It’s a tough world out there for tribal living. If you and the boys stay aware and keep moving forward, you might just make it out alive.
Developer: Erik Rempen
Publisher: Green Man Gaming Publishing
Release date: 11 November, 2021
Survival city builders are quite the wild ride. On one hand, they offer something of a slow-burning casual progression where you become attached to the settlement that you’ve built from scratch. On the other, if your creation doesn’t have a satisfactory level of production and a functioning logistical network, your population is likely doomed.
Kainga: Seed of Civilization honors this tradition. With much faster scenarios than the norm based on accomplishing objectives, your settlement evolves rapidly with or without your intervention. If you’re expanding and improving at a fast pace, victory may be yours in less than an hour. If you’re not, either nature itself or rival tribes will swallow you up in a much shorter timeframe.
The Thinker and His Braves
In Kainga, your leader is referred to as The Thinker and these characters are integral to your survival. In an immediate sense, you lose if they die. Some thinkers are tougher than others which is a nice perk, though others are made of paper and may have their existence ended from a strong wind (literally, in some cases). However, not dying isn’t their only role as they’re also your innovators. At the start of each scenario, you have a small band of tribe members and it’s up to The Thinker to find inspirations around the world to bolster your technology with new buildings and tools. Progress is gated by your Thinker so you’ll need to make sure they’re working as efficiently as possible by claiming the glowing inspirations around the map while managing the rest of your settlement.

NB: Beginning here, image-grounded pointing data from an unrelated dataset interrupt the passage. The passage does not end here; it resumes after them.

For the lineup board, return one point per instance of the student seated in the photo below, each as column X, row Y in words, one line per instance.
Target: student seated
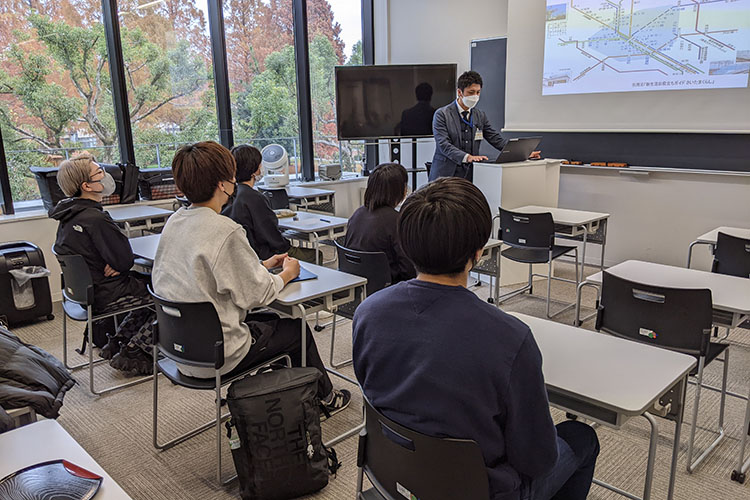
column 87, row 230
column 436, row 358
column 249, row 208
column 205, row 257
column 372, row 227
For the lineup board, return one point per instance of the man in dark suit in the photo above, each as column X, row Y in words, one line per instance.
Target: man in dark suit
column 459, row 129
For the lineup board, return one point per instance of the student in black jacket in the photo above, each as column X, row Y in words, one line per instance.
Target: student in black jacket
column 437, row 359
column 250, row 209
column 372, row 227
column 87, row 230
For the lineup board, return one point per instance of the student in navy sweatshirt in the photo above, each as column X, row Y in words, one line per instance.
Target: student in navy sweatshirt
column 434, row 357
column 372, row 227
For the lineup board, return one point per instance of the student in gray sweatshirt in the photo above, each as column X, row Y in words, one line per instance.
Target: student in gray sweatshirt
column 205, row 257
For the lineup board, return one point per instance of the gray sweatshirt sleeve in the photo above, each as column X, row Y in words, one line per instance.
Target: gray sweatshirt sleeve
column 239, row 273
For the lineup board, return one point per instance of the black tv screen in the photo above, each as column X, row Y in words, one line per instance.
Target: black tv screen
column 391, row 101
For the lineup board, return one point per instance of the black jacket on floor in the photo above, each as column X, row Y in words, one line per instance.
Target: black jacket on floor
column 250, row 209
column 86, row 229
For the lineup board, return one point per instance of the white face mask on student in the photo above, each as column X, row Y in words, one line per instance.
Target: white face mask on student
column 470, row 100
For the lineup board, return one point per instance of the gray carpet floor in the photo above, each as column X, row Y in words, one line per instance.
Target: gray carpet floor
column 116, row 428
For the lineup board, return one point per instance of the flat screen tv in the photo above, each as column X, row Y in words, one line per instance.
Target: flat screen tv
column 392, row 101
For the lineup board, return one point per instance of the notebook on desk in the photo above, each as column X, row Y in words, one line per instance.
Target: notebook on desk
column 304, row 274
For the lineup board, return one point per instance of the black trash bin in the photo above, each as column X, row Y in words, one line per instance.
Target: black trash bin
column 28, row 302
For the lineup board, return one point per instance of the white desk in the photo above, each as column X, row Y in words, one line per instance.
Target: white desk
column 47, row 440
column 313, row 228
column 588, row 227
column 730, row 294
column 609, row 380
column 712, row 236
column 147, row 216
column 145, row 246
column 331, row 289
column 303, row 198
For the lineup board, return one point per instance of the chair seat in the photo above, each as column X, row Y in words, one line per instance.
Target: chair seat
column 535, row 256
column 74, row 311
column 714, row 350
column 169, row 369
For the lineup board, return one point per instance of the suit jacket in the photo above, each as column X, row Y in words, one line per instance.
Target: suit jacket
column 454, row 139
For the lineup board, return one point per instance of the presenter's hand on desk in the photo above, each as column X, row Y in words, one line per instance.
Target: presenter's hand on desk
column 275, row 261
column 289, row 269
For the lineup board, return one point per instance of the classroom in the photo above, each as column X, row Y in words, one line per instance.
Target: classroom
column 375, row 249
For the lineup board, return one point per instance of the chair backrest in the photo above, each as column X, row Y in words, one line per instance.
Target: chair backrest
column 77, row 284
column 527, row 230
column 678, row 319
column 371, row 265
column 278, row 198
column 189, row 332
column 732, row 256
column 398, row 459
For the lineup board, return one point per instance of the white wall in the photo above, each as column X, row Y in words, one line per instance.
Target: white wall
column 653, row 218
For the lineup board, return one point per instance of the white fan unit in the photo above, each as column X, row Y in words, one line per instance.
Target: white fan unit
column 276, row 166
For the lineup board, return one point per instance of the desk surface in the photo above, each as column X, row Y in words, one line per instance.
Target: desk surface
column 303, row 192
column 729, row 293
column 47, row 440
column 309, row 223
column 609, row 372
column 713, row 235
column 145, row 246
column 137, row 212
column 565, row 216
column 329, row 281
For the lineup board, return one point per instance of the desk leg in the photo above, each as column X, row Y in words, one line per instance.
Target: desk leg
column 583, row 256
column 303, row 349
column 604, row 245
column 676, row 443
column 653, row 441
column 742, row 466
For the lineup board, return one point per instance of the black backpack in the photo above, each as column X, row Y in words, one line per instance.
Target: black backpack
column 275, row 436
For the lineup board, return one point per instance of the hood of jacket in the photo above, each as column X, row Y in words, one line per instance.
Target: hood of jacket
column 70, row 207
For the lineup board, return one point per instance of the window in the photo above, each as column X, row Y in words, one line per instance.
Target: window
column 168, row 71
column 55, row 98
column 335, row 38
column 262, row 77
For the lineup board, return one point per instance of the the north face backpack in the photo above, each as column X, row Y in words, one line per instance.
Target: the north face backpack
column 275, row 437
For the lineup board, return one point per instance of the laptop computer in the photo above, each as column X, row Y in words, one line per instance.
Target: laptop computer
column 518, row 149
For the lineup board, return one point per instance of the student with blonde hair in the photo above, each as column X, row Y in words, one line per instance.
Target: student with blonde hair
column 87, row 230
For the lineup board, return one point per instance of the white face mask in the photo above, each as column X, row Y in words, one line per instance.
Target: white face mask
column 470, row 100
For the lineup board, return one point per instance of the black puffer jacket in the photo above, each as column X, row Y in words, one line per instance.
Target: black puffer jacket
column 30, row 376
column 87, row 230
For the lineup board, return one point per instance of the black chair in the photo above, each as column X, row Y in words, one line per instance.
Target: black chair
column 78, row 305
column 732, row 256
column 371, row 265
column 400, row 462
column 531, row 238
column 677, row 319
column 191, row 334
column 277, row 197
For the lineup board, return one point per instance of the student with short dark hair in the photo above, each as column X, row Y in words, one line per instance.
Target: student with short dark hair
column 250, row 209
column 434, row 357
column 205, row 257
column 372, row 227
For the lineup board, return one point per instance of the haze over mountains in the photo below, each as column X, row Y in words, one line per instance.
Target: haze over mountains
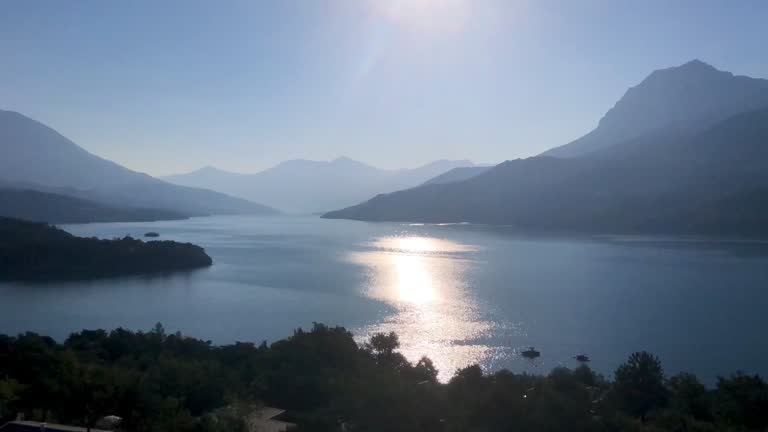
column 686, row 99
column 37, row 158
column 305, row 186
column 686, row 151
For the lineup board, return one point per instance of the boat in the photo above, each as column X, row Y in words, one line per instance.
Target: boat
column 530, row 353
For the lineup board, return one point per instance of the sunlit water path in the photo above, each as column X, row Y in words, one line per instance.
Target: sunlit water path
column 459, row 294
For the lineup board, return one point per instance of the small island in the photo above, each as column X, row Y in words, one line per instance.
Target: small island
column 37, row 251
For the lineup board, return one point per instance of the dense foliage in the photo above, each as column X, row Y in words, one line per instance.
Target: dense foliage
column 161, row 382
column 37, row 251
column 32, row 205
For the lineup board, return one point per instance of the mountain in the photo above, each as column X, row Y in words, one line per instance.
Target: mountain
column 458, row 174
column 688, row 98
column 34, row 154
column 306, row 186
column 667, row 180
column 35, row 251
column 33, row 205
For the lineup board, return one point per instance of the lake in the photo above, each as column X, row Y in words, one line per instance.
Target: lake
column 459, row 294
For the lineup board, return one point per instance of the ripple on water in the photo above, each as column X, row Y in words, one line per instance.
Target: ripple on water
column 424, row 280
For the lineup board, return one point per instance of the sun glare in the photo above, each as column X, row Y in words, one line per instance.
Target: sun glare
column 432, row 16
column 414, row 280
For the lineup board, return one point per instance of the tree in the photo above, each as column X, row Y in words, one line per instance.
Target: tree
column 639, row 385
column 689, row 397
column 743, row 401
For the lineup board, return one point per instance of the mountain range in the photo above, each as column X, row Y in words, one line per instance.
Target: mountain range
column 55, row 178
column 685, row 151
column 305, row 186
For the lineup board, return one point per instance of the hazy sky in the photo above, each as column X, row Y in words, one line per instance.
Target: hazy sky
column 169, row 86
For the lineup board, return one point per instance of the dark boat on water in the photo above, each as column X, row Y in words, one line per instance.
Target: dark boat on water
column 530, row 353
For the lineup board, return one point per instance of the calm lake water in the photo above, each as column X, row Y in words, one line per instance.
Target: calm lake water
column 459, row 294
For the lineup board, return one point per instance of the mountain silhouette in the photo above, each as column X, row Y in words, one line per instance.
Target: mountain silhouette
column 686, row 99
column 306, row 186
column 40, row 158
column 666, row 180
column 37, row 206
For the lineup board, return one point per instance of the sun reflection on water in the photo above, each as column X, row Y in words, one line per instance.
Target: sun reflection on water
column 426, row 282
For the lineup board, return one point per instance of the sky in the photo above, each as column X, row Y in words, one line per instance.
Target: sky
column 170, row 86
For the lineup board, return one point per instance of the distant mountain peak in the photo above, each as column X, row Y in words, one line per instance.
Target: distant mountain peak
column 687, row 98
column 697, row 64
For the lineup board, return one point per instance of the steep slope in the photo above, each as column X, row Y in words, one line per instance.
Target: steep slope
column 688, row 98
column 307, row 186
column 35, row 154
column 713, row 182
column 46, row 207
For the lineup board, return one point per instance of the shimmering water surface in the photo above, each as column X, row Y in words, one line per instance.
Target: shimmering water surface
column 459, row 294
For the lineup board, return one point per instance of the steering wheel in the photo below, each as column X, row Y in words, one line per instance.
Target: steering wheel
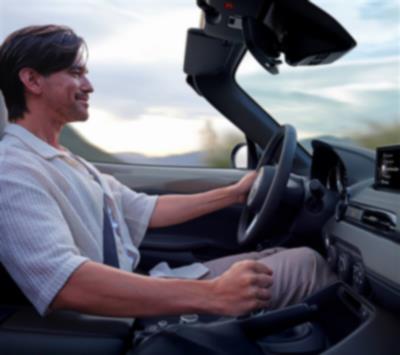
column 268, row 188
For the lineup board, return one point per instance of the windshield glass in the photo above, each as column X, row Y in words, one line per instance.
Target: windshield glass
column 355, row 100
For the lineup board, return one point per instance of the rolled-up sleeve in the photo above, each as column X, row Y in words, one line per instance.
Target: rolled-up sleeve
column 36, row 245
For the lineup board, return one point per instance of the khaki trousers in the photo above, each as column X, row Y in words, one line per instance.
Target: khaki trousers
column 297, row 272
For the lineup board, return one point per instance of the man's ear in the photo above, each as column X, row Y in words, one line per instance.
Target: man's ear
column 31, row 80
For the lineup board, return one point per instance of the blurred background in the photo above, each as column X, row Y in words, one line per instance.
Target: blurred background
column 142, row 110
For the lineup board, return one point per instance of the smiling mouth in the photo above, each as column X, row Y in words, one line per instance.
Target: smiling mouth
column 83, row 99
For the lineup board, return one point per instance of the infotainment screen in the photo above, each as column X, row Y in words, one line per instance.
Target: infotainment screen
column 387, row 174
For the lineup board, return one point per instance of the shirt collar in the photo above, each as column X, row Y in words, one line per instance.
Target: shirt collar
column 36, row 144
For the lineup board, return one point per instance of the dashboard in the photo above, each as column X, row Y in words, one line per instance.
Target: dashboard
column 362, row 238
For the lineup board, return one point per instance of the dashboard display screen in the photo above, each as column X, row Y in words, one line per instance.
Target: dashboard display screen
column 387, row 173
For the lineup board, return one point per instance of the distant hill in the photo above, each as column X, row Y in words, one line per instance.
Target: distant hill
column 188, row 159
column 72, row 140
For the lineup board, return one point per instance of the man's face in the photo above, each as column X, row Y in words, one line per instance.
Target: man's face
column 66, row 94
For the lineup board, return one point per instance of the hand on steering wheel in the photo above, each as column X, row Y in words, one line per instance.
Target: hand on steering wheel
column 267, row 190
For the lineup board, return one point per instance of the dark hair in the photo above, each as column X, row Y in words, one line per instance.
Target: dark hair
column 46, row 49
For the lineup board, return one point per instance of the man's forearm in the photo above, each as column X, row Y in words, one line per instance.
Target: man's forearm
column 175, row 209
column 98, row 289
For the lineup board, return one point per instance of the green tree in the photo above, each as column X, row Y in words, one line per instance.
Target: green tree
column 218, row 147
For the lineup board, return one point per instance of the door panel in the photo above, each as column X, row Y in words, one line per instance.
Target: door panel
column 201, row 239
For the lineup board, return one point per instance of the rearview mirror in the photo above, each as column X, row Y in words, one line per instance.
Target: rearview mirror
column 304, row 33
column 298, row 29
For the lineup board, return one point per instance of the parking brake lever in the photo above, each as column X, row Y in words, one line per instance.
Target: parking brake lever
column 278, row 320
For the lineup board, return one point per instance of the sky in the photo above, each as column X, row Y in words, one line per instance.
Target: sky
column 142, row 103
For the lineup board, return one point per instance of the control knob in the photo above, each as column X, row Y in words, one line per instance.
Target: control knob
column 344, row 267
column 359, row 278
column 332, row 257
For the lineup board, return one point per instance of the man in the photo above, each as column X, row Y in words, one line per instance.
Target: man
column 55, row 208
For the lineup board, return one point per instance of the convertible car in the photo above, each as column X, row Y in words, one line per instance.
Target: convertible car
column 341, row 200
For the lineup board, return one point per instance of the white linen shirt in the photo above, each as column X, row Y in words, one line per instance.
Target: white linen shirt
column 51, row 215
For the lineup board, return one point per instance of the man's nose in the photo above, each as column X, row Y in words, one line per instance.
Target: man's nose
column 87, row 85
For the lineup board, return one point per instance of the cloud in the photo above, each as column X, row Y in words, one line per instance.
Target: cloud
column 332, row 99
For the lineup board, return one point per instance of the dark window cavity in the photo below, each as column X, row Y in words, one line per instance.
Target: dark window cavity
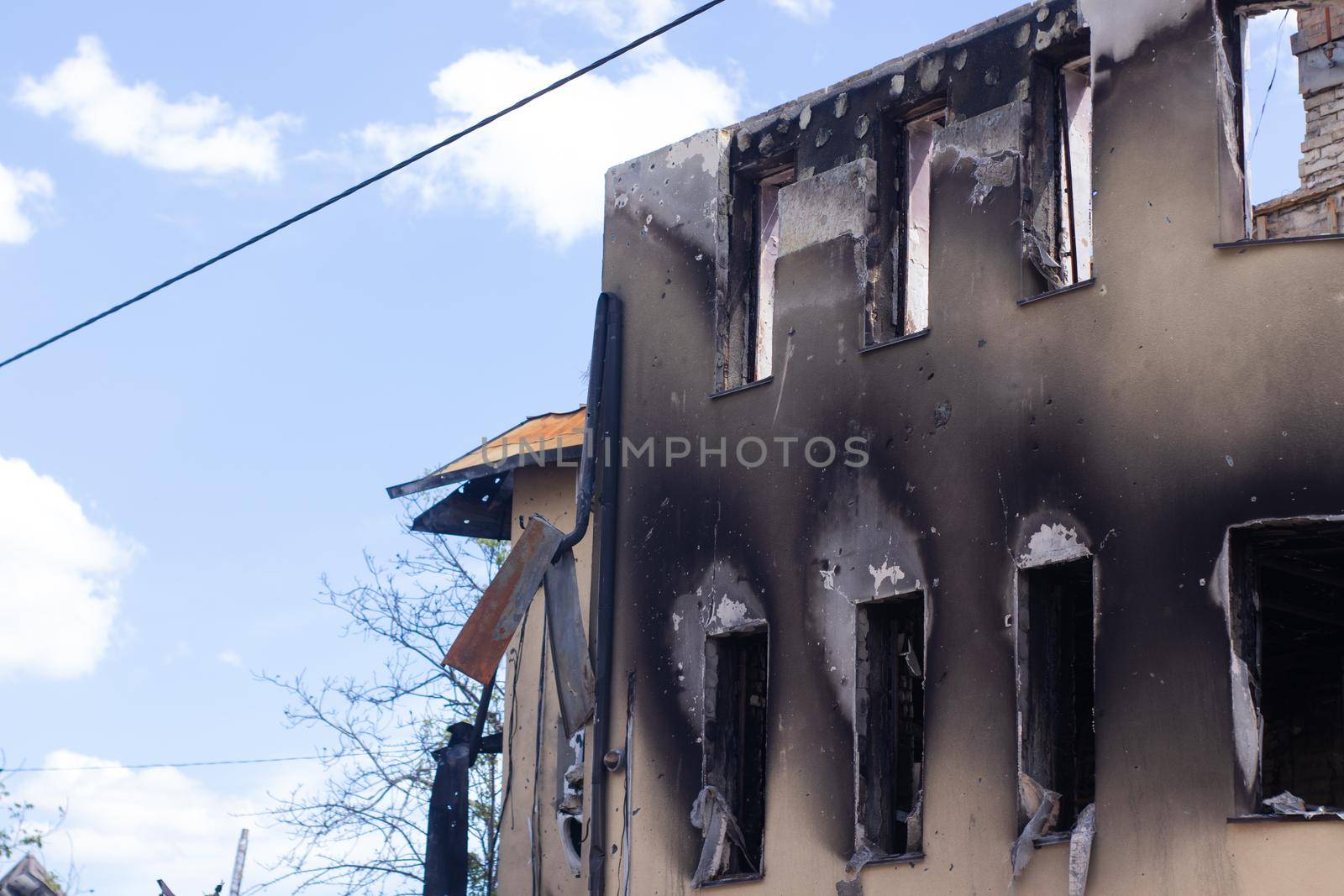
column 898, row 304
column 1058, row 215
column 748, row 318
column 1288, row 626
column 1055, row 637
column 889, row 710
column 736, row 727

Braves are everyone else. They may not have the individual impact of your Thinker, but they’re your laborers, hunters, breeders, and so on. Nothing happens without braves to make it so. Scenarios begin with only a handful of these accompanying your Thinker, but their population will grow quickly with proper housing and sufficient food. They’ll also be the ones protecting everything that you’ve worked so hard to establish, so training a few of them into more efficient warriors is a must.
Through the Ages
Your village will grow and expand in different ways depending on which discoveries you choose. Each time your Thinker has a breakthrough, you’ll be offered three building options, one of which you can adapt into your constructible lineup. These vary from a wide variety of industries to vastly different housing options, military training structures, and beyond. One village may make use of large farming homesteads that create fertile soil around them even in deserts while another takes advantage of extremely cheap and fragile straw huts to quickly grow their population. I suppose with such a simple housing choice it’s only natural that they enjoy the cheapest activity around and it’s a good thing too, as you get more braves out of it! Another nice touch is that if you decided that none of the three options for the inspiration are pulling at you, you can choose to roll up three tools instead. These tools provide passive bonuses that affect your settlement and braves in a variety of useful ways, like hats that allow them to work freely in the rain, or buckets that allow them to move at full speed while carrying resources.
One of my personal favorite villages was when I had a row of fishing huts on an oasis that cranked out a crazy amount of food even though I was in a desert. With food taken care of, the environment provided enough of the other necessary resources that I quickly secured a victory. In turn, I saved that housing type to my thinker, which is an enjoyable rogue-lite mechanic that ties your games together and lets you bring along certain technologies that you enjoy. I also got a kick out of gaining karma for certain milestones and completed scenarios. This was used as a currency for unlocking new technologies for future runs. Even though the title is in Early Access, there were a lot of options available. If more of these keep being added to the game, there’s going to be a massive amount of replay value in this one.
Kainga: Seeds of Civilization offers a relatively new experience that I had a lot of fun with even in an incomplete stage of development. Most of the regions that you can play in are still locked, though the game that’s already in place is a solid foundation for something that could be great. It may not have the depth of Crusader Kings or Dominions, but it certainly offers a casual-ish settlement builder that will keep you coming back for more thanks to its randomized inspirations. I’m looking forward to seeing the direction that this one takes and I’ll certainly be popping in to see more of it when we get there.